The Basics of Bail Bonds

A bail bond is an agreement between a defendant and a bail bond broker or agent. The bail bond is designed to ensure the defendant appears in court and completes the terms of his or her recognizance. Once the terms of recognizance have been fulfilled the bail bond then becomes due and payable by the defendant to the bail bondsman. The bail bond is normally set by the court or by a special judge called a “bail judge.” Visit us for great deals in Connecticut Bail Bonds Group

In most states, a bail bond is a legally binding contract involving the court and the individual or entity undertaking the obligation. A bail bond broker or agent acts as an intermediary between the defendant and the court. When the defendant goes to court, the broker or agent presents the defendant with a bond amount. This amount is usually based on the current financial ability of the defendant to meet his or her obligations, if known at all.
The process is usually followed by the bail bondsman to post the amount of the bond, with the posting occurring either in person or through the posted bail bond agent. Once the amount of the bond has been posted by the bail bond agent, the collateral, often a house, vehicle or other property, is issued. At this point, the defendant must come before the court and explain why he or she did not appear as required.
Some states allow a criminal to post bail from his or her own savings or checking account. Others require that the defendant provide a surety bond, which is a form of liability insurance. Other states do not require a surety bond, although most criminal defense lawyers choose to charge their clients with a surety bond. A surety bond relieves the accused of personal liability in the event that he or she cannot appear at his or her scheduled court date. It also allows the accused time to research possible legal representation, conduct interviews with potential attorneys, obtain documents and perform other preparatory tasks necessary for trial. If the accused violates the conditions of the surety bond, or is found to be in default of the conditions of the surety bond, the state can revoke the bail and have the defendant return to jail.
Some states allow bail bondsmen to request a court date, even though the date is already set. For example, a judge might remit a guilty plea to someone who has not presented any proof of financial responsibility. If the defendant has failed to appear at the scheduled court date, the judge may issue a bench warrant for arrest. The warrant will be valid for a specific period of time that has already been set by the judge. If the accused is unable to appear at his or her scheduled court date, the warrant will be renewed until the defendant appears at court.

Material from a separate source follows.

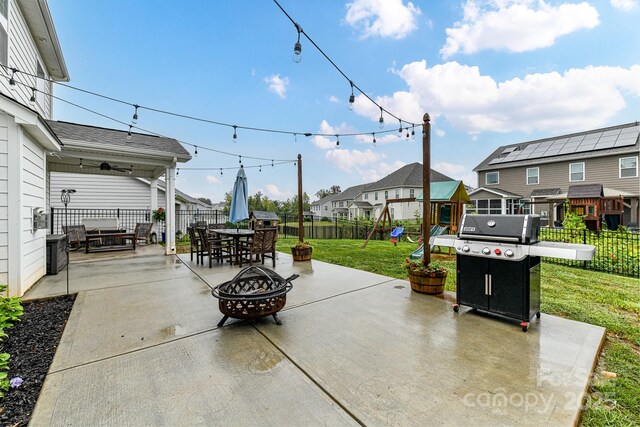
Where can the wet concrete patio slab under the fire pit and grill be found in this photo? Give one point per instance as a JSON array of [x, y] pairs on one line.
[[142, 348]]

Some states allow bail bondsmen to request additional court appearances by the defendant. These additional court appearances are done in lieu of actual court appearances. For example, if a person does not have enough money to post a bond, the bail bondsman can request that the clerk of court set additional court appearances by the defendant. This is an acceptable substitute for actual court appearances because the clerk cannot increase the amount of money needed to post the bond.
Some states allow bail bondsmen to submit written guarantees to ensure that defendants will appear in all court proceedings. These guarantees usually specify that the defendant will appear in all criminal proceedings and process. This is an indication that the defendant is attempting to have his or her case handled through the judicial system instead of relying on self-representation. In addition, it shows that the defendant is being serious about appearing in court and accomplishing a favorable outcome.

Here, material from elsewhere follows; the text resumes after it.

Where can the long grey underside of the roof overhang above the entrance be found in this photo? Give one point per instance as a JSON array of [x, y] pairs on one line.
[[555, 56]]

In some jurisdictions, the state requires the presence of an attorney for defendants that are charged with a crime. These attorneys are known as bail enforcement agents. When dealing with criminal charges, the state uses bail bonds to ensure that the defendants do not flee from justice. It is the job of the bail agent to obtain a guaranteed amount of money based on the bail bond and post it to the court. If the defendant does not appear in court, the bail bond will be revoked and the defendant will be returned to jail. If a defendant does appear in court and the court proceedings happen according to schedule, the court will issue a warrant of arrest.